22 November 2018
The popular questions-and-answers website Quora is the latest victim of a massive security breach claimed to have affected about 100 million users. The confirmation of this unfortunate incident came in the form an official blog post from Quora CEO Adam D'Angelo and an alert email sent to all those users who might have been affected.
In the announcement, D'Angelo that their team has discovered unauthorized access by "a malicious third party". The security breach was discovered on last Friday where they found one of their systems was compromised. The hacker(s) got access to a variety of personal data about affected users except for the questions/answers shared anonymously. This is because Quora does not store any personally identifiable data related to anonymous content shared on the platform.
Here is the kind of data that has been affected by the breach:
- Account information, e.g. name, email address, encrypted (hashed) password, data imported from linked networks when authorized by users
- Public content and actions, e.g. questions, answers, comments, upvotes
- Non-public content and actions, e.g. answer requests, downvotes, direct messages (note that a low percentage of Quora users have sent or received such messages)
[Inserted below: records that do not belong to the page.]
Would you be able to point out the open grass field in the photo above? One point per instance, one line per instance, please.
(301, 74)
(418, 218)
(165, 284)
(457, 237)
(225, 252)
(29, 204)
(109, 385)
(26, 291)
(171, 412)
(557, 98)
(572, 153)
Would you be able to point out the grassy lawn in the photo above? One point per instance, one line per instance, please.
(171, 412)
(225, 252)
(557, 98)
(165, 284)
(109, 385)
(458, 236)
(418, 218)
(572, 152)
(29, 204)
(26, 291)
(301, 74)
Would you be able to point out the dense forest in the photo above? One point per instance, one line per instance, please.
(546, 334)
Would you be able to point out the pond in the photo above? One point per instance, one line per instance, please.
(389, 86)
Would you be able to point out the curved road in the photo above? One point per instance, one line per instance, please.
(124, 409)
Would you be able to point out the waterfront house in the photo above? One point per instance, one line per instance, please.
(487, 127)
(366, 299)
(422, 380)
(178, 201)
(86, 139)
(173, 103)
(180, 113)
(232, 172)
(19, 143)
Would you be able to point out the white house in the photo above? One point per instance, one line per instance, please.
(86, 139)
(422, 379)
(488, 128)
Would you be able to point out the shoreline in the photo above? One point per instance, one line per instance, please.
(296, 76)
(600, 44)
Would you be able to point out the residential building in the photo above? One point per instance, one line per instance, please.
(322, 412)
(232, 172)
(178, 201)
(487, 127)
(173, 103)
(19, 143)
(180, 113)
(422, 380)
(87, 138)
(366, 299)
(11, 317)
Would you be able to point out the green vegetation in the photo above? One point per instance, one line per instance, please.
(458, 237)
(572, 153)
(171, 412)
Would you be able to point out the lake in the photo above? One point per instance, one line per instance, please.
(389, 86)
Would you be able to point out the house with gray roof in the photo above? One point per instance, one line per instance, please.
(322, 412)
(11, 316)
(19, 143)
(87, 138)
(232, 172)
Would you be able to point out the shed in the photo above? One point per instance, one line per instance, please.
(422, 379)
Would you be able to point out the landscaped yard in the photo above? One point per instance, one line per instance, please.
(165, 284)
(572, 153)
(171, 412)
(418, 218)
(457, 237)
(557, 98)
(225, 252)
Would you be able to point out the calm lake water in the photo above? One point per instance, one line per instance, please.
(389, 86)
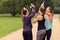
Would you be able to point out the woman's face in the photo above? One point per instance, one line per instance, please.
(27, 13)
(47, 9)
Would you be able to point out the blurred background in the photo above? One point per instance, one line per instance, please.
(10, 12)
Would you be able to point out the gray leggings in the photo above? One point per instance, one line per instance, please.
(40, 34)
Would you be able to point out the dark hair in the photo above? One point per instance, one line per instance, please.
(51, 11)
(42, 10)
(24, 12)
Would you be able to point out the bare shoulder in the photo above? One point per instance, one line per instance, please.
(39, 17)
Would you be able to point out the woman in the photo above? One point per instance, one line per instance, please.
(41, 23)
(27, 25)
(48, 22)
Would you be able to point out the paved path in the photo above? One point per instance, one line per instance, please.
(17, 35)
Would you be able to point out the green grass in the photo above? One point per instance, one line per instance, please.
(9, 24)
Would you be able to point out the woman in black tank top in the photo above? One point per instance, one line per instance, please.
(41, 24)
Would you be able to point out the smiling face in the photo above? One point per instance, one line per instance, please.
(48, 9)
(25, 12)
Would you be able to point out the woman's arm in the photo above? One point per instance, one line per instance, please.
(50, 17)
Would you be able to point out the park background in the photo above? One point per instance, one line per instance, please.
(10, 13)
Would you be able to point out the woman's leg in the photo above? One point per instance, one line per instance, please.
(44, 37)
(27, 35)
(48, 34)
(24, 35)
(40, 34)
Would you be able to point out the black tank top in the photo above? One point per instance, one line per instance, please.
(41, 24)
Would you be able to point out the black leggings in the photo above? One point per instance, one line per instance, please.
(27, 35)
(48, 34)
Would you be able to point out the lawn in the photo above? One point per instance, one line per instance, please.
(9, 24)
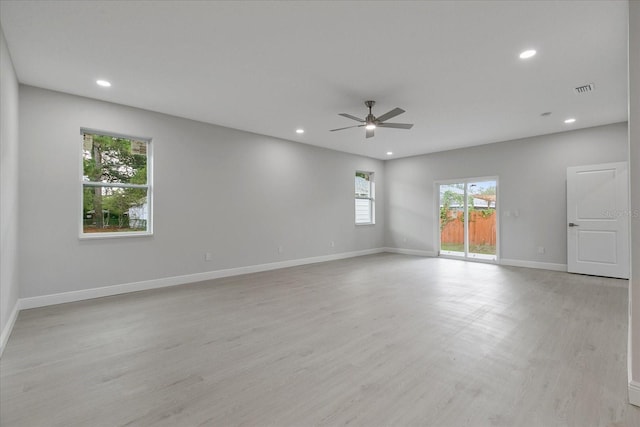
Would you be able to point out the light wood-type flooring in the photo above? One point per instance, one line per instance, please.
(371, 341)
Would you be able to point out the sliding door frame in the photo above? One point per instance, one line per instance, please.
(437, 232)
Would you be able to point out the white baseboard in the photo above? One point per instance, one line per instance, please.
(6, 331)
(533, 264)
(416, 252)
(634, 393)
(84, 294)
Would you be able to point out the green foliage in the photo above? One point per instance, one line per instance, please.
(106, 160)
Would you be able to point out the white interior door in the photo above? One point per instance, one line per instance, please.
(598, 220)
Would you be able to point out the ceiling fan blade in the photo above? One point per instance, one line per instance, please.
(349, 116)
(395, 125)
(386, 116)
(348, 127)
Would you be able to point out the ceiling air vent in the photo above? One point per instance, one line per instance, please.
(584, 89)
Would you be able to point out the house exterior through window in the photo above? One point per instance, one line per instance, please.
(365, 198)
(115, 185)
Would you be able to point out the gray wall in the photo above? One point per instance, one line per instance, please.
(634, 160)
(532, 176)
(235, 194)
(8, 185)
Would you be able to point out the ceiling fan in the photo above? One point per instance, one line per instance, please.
(372, 122)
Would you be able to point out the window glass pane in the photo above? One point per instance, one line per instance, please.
(363, 185)
(114, 209)
(110, 159)
(363, 211)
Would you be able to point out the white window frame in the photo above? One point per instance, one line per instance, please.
(371, 198)
(148, 186)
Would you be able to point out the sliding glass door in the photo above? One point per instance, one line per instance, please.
(468, 219)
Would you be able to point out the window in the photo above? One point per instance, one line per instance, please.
(116, 190)
(365, 196)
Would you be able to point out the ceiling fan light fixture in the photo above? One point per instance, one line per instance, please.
(527, 54)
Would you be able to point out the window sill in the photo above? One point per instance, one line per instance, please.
(120, 235)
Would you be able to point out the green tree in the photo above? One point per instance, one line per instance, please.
(108, 160)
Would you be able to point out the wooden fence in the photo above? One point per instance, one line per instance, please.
(482, 228)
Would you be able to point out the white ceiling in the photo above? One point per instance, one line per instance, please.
(271, 67)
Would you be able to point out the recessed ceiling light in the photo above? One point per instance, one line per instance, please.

Quora is working towards finding the exact cause of the breach and fixing the same. It is working with both internal and external security teams. It has already started to send alert emails to all the affected users detailing everything about the situation. It has also logged out all those users from their already signed-in devices. For those users who relied on passwords to log-in to their Quora accounts, all those passwords have been invalidated. It means those users will have to reset their passwords to use their accounts.
If you happen to be using your Quora passwords for any other service(s), it is recommended to change your password for those services too. We will keep you updated with further developments related to the matter.